Disclaimer. After nearly 40 years managing money for some of the largest life offices and investment managers in the world, I think I have something to offer. These days I'm retired, and I can't by law give you advice. While I do make mistakes, I try hard to do my analysis thoroughly, and to make sure my data are correct (old habits die hard!) Also, don't ask me why I called it "Volewica". It's too late, now.

BTW, clicking on most charts will produce the original-sized, i.e., bigger version.

Wednesday, October 22, 2014

Hottest ever September

NOAA has just announced that the world has had its hottest September ever measured (click on charts to get bigger image; chart from here)

Average global monthly temperatures for September

This comes after the hottest May and June, 4th hottest July, and hottest August.  So it won't surprise you that this is also the hottest 12 months to September.  Note how obvious it is that 1998, always picked by the denialists as the starting point of their data set "showing" that the world is "no longer warming",  is a statistical outlier.

Average global temperatures, 12 months to September each year

The last 60 months have been equal warmest to the 60 months to September 2007.  Note that there is a 30 year cycle around the long term rising trend (the PDO, or Pacific Decadal Oscillation ; Into the Deep), as well as shorter cycles.  In the first of the down phases of this cycle (1880-1911) global temps fell.  Then the oscillation turned positive and temps rose for the next +-30 years, until 1945.  In the next down phase, global temps went sideways (not down).  Then a renewed up phase starting about 1980 (the 5 year moving average will lag the underlying data by 2 and a half years) and lasting until around 2005.  In the current down phase, global temps have gone on rising, only more slowly.  Just how fast will observed temperatures rise when the PDO again flips to an up phase?  At that point you will have the cycle/oscillation adding to the underlying trend. Scary.

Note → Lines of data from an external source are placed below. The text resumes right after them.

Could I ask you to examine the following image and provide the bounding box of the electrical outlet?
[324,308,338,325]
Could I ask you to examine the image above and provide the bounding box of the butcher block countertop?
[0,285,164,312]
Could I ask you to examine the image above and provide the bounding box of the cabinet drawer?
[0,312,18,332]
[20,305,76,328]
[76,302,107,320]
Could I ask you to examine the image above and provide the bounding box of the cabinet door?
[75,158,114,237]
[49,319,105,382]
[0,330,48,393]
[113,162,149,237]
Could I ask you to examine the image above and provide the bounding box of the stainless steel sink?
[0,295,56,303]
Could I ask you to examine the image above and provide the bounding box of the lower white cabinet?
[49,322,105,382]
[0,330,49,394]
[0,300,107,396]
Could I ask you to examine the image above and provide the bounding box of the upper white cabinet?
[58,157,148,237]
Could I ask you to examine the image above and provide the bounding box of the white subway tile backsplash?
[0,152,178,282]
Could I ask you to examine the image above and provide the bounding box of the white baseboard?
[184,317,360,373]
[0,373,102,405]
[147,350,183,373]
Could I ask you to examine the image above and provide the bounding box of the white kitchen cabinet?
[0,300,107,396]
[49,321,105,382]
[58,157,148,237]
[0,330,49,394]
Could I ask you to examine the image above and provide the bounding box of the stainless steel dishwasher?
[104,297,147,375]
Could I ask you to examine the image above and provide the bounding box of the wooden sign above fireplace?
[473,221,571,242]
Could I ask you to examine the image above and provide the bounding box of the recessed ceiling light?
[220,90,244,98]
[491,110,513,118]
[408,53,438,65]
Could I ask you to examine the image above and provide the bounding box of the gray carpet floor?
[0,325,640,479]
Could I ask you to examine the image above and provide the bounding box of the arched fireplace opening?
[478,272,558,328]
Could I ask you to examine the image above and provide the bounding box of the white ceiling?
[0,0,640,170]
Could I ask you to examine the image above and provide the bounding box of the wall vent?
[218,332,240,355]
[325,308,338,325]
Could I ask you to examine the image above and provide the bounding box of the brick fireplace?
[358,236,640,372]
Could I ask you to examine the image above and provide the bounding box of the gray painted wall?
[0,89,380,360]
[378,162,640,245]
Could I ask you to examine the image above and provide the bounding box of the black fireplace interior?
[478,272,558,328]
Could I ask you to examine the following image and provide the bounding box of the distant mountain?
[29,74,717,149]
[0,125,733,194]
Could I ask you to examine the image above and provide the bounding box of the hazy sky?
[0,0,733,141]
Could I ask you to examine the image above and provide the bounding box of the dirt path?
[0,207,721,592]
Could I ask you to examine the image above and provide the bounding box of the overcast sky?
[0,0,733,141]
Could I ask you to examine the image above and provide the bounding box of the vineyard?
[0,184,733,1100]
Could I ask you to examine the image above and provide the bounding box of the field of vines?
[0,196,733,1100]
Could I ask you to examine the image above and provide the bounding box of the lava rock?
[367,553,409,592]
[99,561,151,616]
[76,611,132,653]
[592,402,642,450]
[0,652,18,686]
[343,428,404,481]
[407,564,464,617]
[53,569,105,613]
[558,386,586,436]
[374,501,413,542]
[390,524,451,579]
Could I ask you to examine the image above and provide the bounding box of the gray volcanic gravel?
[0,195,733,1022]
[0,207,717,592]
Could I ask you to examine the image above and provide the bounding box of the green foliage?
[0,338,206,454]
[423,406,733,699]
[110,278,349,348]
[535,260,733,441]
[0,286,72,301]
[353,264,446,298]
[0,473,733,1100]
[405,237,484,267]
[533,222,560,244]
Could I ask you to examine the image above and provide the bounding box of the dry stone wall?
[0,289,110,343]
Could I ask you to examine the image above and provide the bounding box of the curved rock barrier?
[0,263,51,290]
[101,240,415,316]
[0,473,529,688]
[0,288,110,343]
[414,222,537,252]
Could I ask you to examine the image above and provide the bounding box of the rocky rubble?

Average global temps, 60 months to Sept each year

The only good news is that something is finally being done.  For example, China has imposed a tariff of 6% on imported coal.  This is effectively a carbon tax, because although it doesn't apply to domestic coal production, China imports most of its coal these days.  It is the world's biggest importer of coal, and not coincidentally, the world's biggest emitter of CO2.  And the tariff makes renewables relatively cheaper.  This step is in addition to a carbon trading scheme to be introduced into China's 8 largest cities in 2016 as well as other domestic programs to support renewables.